Physician diagnosed COPD based on the presence of symptoms combined with spirometry results according to established guidelines has a reported prevalence of 3–5% in the Dutch population aged ≥40 years, 22 –24 and therefore we consider our study population as a representative sample. We are aware that higher prevalence rates are reported in population-based studies in which COPD is diagnosed based on spirometry test results irrespective of the presence of symptoms. 25 We determined the prevalence of physician diagnosed COPD in a similar fashion in all participants. The degree of underestimation would have been similar in patients and controls, which makes it unlikely that the findings would have been different if all participants had been screened by spirometry. The estimated distribution of physician diagnosed COPD in the Netherlands shows that 27% of patients has COPD GOLD I, 55% COPD GOLD II, 15% COPD GOLD III, and 3% COPD GOLD IV. 26 It is noteworthy that in our study there were no participants with severe COPD (GOLD III/IV). Controls volunteering to participate in research are generally in relatively good health, which makes it understandable that controls with severe COPD are lacking. The absence of patients with polyneuropathy and severe COPD could be the result of them not wanting to participate in a study or not being referred for study participation due to the severity of their pulmonary disease. Alternatively, it could be the presence of comorbidities that are even more prevalent in (very) severe COPD, are also an identifiable cause of polyneuropathy, and precluded study participation.

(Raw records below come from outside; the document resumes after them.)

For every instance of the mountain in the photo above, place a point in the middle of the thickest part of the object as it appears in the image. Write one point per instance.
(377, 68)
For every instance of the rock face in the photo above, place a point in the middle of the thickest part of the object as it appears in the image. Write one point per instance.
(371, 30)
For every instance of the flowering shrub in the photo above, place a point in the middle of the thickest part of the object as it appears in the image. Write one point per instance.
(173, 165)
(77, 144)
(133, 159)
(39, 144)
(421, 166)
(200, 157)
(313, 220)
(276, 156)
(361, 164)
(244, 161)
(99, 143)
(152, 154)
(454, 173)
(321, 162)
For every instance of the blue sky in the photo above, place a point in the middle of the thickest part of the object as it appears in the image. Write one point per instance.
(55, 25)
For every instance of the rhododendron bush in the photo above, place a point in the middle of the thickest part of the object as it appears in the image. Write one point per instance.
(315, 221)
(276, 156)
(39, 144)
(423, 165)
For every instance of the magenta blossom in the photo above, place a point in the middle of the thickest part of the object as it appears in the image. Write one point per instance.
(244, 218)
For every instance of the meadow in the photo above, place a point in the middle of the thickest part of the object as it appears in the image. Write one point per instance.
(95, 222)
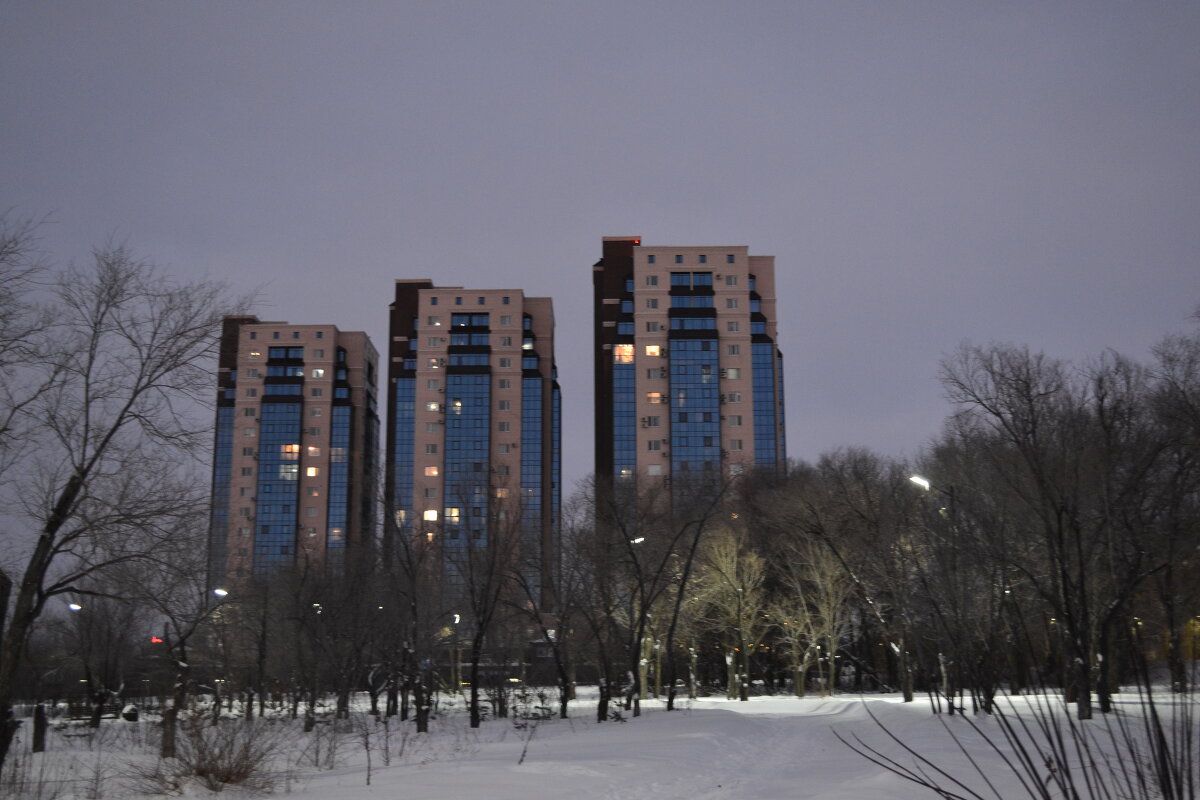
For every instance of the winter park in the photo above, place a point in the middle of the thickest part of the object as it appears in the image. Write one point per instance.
(355, 441)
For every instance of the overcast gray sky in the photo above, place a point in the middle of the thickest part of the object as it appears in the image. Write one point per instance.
(924, 173)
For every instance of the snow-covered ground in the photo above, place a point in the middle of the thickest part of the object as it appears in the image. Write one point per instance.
(771, 747)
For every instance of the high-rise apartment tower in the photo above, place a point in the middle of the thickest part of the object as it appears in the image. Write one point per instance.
(297, 434)
(689, 379)
(474, 433)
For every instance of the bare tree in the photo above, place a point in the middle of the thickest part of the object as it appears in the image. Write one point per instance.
(107, 425)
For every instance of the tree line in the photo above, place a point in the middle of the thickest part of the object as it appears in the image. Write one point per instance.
(1050, 542)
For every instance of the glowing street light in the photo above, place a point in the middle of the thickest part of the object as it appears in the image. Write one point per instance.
(921, 481)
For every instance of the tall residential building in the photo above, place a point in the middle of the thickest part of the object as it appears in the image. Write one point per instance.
(474, 451)
(297, 435)
(689, 379)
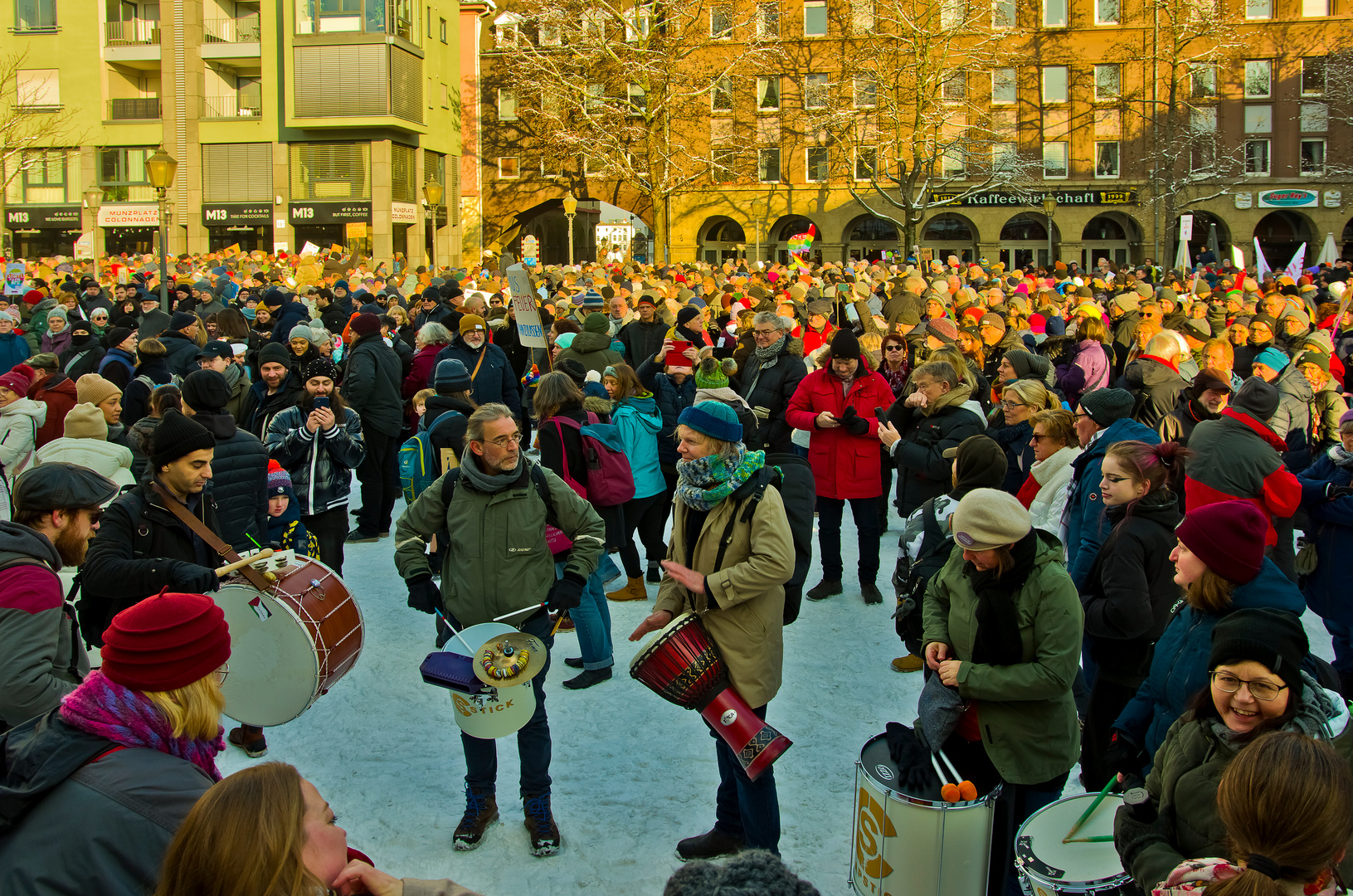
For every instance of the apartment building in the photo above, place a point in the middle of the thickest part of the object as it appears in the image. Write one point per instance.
(293, 122)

All of our patients with polyneuropathy had received the diagnosis of COPD prior to that of polyneuropathy, but 4/15 patients reported polyneuropathy symptoms prior to the time of diagnosis of COPD. We did not enquire into the onset of symptoms of COPD, and it is questionable that this could have been ascertained with sufficient reliability. It remains uncertain in these four cases whether COPD symptoms were already present at the debut of the polyneuropathy or the symptoms of polyneuropathy actually preceded the onset of COPD. Exclusion of these four patients would have strengthened the lack of an association between COPD and polyneuropathy.
One of the hypotheses for the underlying mechanism of polyneuropathy in COPD has been the effect of chronic hypoxia on the peripheral nervous system. 5,27 Because chronic hypoxia especially affects patients with more severe COPD, this would mean polyneuropathy would mostly affect patients with more severe COPD. An alternative hypothesis is that polyneuropathy is an extrapulmonary manifestation due to systemic inflammation in COPD. The metabolic syndrome, also a systemic inflammatory condition, is associated with polyneuropathy that is likely a result of microvascular changes. 11 Microvascular changes, like an increased basal lamina area thickness of endoneurial vessels, are known to play a role in the pathogenesis of some polyneuropathies as they are found in sural nerve biopsies of patients with diabetic polyneuropathy as well as cryptogenic axonal polyneuropathy. 28
In summary, our study does not provide evidence for the hypothesis that polyneuropathy is a complication or extrapulmonary manifestation of COPD. In patients with COPD who develop a properly defined polyneuropathy, it is more likely that there is an underlying condition that is associated with COPD as well as an established cause of the polyneuropathy.
Footnotes
Declaration of Conflicting Interests
The author(s) declared the following potential conflicts of interest with respect to the research, authorship, and/or publication of this article: LHvdB reports receiving personal fees from Biogen Idec (Scientific advisory board) and Baxter (Educational grant, Travel, Scientific advisory board), but no known conflicts of interest associated with this publication and there has been no significant financial support for this work that could have influenced its outcome. All other authors declare that there is no conflict of interest.
Funding
The author(s) disclosed receipt of the following financial support for the research, authorship, and/or publication of this article: This study was supported by a grant (WAR 07-24) from the Prinses Beatrix Spierfonds.